Scott Hanselman

The Weekly Source Code 26 - LINQ to Regular Expressions and Processing in Javascript

May 10, '08 Comments [11] Posted in ASP.NET | Javascript | LINQ | Silverlight | Source Code
Sponsored By

I've been getting more and more interested in how folks extend their applications using plugins and things. In my new ongoing quest to read source code to be a better developer, Dear Reader, I present to you twenty-sixth (half a year!) in a infinite number of posts of "The Weekly Source Code."

Sometimes when I read code, I kick myself (mentally) and say "Man, I should have thought of that!" Then I realize I'm not nearly as good a programmer as I think I am, and then I just let the source just wash over my brain.

Here's some source by smart people I've been reading this week that I should have thought of. ;) Coincidentally they are both examples of languages ported or re-imagined in another language.

"Processing" in JavaScript

When I say "Processing" I mean the open-source Java-based visualization language from http://processing.org/. Jeff calls it "more akin to sketching than coding" while I say it's sketching with code! Jeff yearns: "for the day when web pages are regularly illustrated with the kind of beautiful, dynamic visualizations that Ben Fry creates."

molten2

Well, John Resig, arguably already considered one of the best JavaScript coders on the planet after he gave us the tour de force that is JQuery, has ported Processing to Javascript and gives us Processing.js.

You can interact with it in two ways.
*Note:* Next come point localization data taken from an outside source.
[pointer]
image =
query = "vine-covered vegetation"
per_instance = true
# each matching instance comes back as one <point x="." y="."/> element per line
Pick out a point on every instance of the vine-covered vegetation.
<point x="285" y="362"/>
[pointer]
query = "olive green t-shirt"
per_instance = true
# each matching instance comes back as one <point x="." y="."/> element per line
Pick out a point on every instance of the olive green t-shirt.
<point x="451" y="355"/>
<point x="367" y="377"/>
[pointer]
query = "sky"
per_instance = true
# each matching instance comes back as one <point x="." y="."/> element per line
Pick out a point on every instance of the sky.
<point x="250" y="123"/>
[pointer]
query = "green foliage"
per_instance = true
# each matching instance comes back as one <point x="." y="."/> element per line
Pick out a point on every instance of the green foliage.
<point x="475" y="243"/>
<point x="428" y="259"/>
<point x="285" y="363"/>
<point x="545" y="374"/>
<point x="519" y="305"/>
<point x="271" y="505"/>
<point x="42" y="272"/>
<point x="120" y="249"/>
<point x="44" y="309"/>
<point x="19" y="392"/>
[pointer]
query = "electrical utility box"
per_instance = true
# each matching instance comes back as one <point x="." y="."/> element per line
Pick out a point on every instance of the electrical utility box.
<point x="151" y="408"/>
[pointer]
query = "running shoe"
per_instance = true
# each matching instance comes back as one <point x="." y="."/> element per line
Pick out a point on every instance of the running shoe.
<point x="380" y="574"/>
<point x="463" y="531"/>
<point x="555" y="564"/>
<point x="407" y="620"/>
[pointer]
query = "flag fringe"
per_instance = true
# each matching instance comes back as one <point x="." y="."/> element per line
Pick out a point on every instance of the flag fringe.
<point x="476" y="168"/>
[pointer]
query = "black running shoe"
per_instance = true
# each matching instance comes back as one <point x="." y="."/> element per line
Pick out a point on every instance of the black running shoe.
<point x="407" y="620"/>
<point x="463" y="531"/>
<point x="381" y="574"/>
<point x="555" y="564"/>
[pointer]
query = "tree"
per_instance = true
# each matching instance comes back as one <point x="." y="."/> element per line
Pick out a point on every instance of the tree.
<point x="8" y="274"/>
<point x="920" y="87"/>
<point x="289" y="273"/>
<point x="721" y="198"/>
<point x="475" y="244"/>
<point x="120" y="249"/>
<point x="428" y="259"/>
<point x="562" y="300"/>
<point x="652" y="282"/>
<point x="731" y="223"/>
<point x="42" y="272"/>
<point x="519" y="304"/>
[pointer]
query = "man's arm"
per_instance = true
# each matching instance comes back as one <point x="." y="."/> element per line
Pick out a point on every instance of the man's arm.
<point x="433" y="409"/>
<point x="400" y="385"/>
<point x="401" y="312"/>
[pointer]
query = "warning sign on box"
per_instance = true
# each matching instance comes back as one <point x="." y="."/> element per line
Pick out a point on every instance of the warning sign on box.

First, as an elegant and tight Javascript API:

var p = Processing(CanvasElement);
p.size(100, 100);
p.background(0);
p.fill(255);
p.ellipse(50, 50, 50, 50);

Or, you can tunnel the actual Processing language like this:

Processing(CanvasElement, "size(100, 100); background(0);" + "fill(255); ellipse(50, 50, 50, 50);");

clockThis release is specifically targeted to Firefox3, Opera 9.5 and the Webkit Nightlies (Safari) - all unreleased, beta browsers. I'm going to try it under the DLR with Javascript in Silverlight. Heh heh.

Here are his demos. Remember, these don't work in IE7.

There's a load of demos, but here's a powerful one. A working clock in 17 lines of code.

void setup() {
size(200, 200);
stroke(255);
smooth();
}
void draw() {
background(0);
fill(80);
noStroke();
// Angles for sin() and cos() start at 3 o'clock;
// subtract HALF_PI to make them start at the top
ellipse(100, 100, 160, 160);
float s = map(second(), 0, 60, 0, TWO_PI) - HALF_PI;
float m = map(minute(), 0, 60, 0, TWO_PI) - HALF_PI;
float h = map(hour() % 12, 0, 12, 0, TWO_PI) - HALF_PI;
stroke(255);
strokeWeight(1);
line(100, 100, cos(s) * 72 + 100, sin(s) * 72 + 100);
strokeWeight(2);
line(100, 100, cos(m) * 60 + 100, sin(m) * 60 + 100);
strokeWeight(4);
line(100, 100, cos(h) * 50 + 100, sin(h) * 50 + 100);
}

His code leans heavily on the Canvas which is why IE7 doesn't work. Much of the processing.js file is mapping from one API (the processing API) to Javascript constructs, usually canvas ones. For example, making a point(x,y) is:

  p.point = function point( x, y )
{
var oldFill = curContext.fillStyle;
curContext.fillStyle = curContext.strokeStyle;
curContext.fillRect( Math.round( x ), Math.round( y ), 1, 1 );
curContext.fillStyle = oldFill;
}

Note the rectangle that is 1 by 1. That's funny, but that's the life an API mapper. Remind me someday to tell you, Dear Reader, how I got filled pie charts working on an Original Palm Pilot that not only didn't support Put/GetPixel but didn't have floating point math. That was a hoot.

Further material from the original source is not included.